The Triumph 10/20 is a car manufactured from 1923 until 1926 by the Triumph Motor Company. It was the first Triumph automobile and was named the 10/20 for the Royal Automobile Club's taxation class of 10 horsepower rating and its actual output of 20 brake horsepower. The design was principally by Arthur Alderson assisted by Alan Lea and Arthur Sykes who were employed by Lea-Francis, to whom Triumph paid a royalty on every car made. It was powered by a 1,393 cc (1.4L) 4-cylinder side-valve engine designed by Harry Ricardo and fitted with a single updraught Zenith carburettor. The engine produced 23.5 bhp at 3000 rpm, giving the car a top speed of 52 mi/h and economy of 40 mpgimp. The four-speed gearbox was mounted centrally and coupled to the engine by a short drive shaft.

The car was launched as a 2-seat, steel panelled, open tourer with provision for a third passenger in a dickey seat, utilising bodywork supplied by the Regent Carriage Company of London.
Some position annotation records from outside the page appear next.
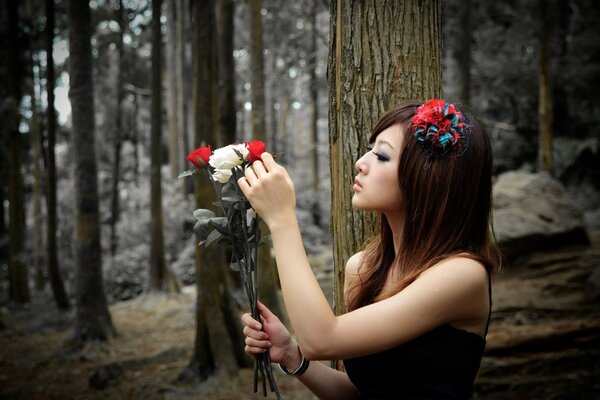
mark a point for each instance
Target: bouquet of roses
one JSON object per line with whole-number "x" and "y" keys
{"x": 239, "y": 226}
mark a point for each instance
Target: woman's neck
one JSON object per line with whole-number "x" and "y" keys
{"x": 395, "y": 222}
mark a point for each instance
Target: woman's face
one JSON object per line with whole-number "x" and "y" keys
{"x": 376, "y": 184}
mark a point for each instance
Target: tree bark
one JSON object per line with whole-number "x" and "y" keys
{"x": 183, "y": 91}
{"x": 227, "y": 131}
{"x": 18, "y": 276}
{"x": 314, "y": 104}
{"x": 56, "y": 281}
{"x": 212, "y": 346}
{"x": 121, "y": 18}
{"x": 93, "y": 320}
{"x": 378, "y": 56}
{"x": 227, "y": 117}
{"x": 161, "y": 277}
{"x": 38, "y": 220}
{"x": 545, "y": 94}
{"x": 463, "y": 51}
{"x": 267, "y": 273}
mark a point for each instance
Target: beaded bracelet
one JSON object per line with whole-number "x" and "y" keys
{"x": 299, "y": 371}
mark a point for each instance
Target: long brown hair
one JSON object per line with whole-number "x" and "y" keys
{"x": 446, "y": 210}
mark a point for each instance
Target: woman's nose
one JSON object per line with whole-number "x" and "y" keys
{"x": 361, "y": 165}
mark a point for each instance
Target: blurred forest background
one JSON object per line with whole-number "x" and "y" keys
{"x": 96, "y": 238}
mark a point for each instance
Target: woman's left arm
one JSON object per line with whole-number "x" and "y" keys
{"x": 450, "y": 291}
{"x": 270, "y": 190}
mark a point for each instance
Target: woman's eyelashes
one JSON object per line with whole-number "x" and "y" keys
{"x": 380, "y": 155}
A sports model with aluminium body panels and long wings soon followed, and then in 1924 a fabric-covered 4-seat Weymann saloon featuring a single door on the driver's side and two doors on the passenger side. It had a 102 in wheelbase, making it the largest (by 20 in) of the "light cars" of its era. It was the first British production car to be fitted with hydraulic brakes, but at first on the rear wheels only. Approximately 2,500 of this model and the parallel 13/35 and 15/50 models were made. The price was £430 to £460, expensive compared to a contemporary Wolseley 10 selling for £250.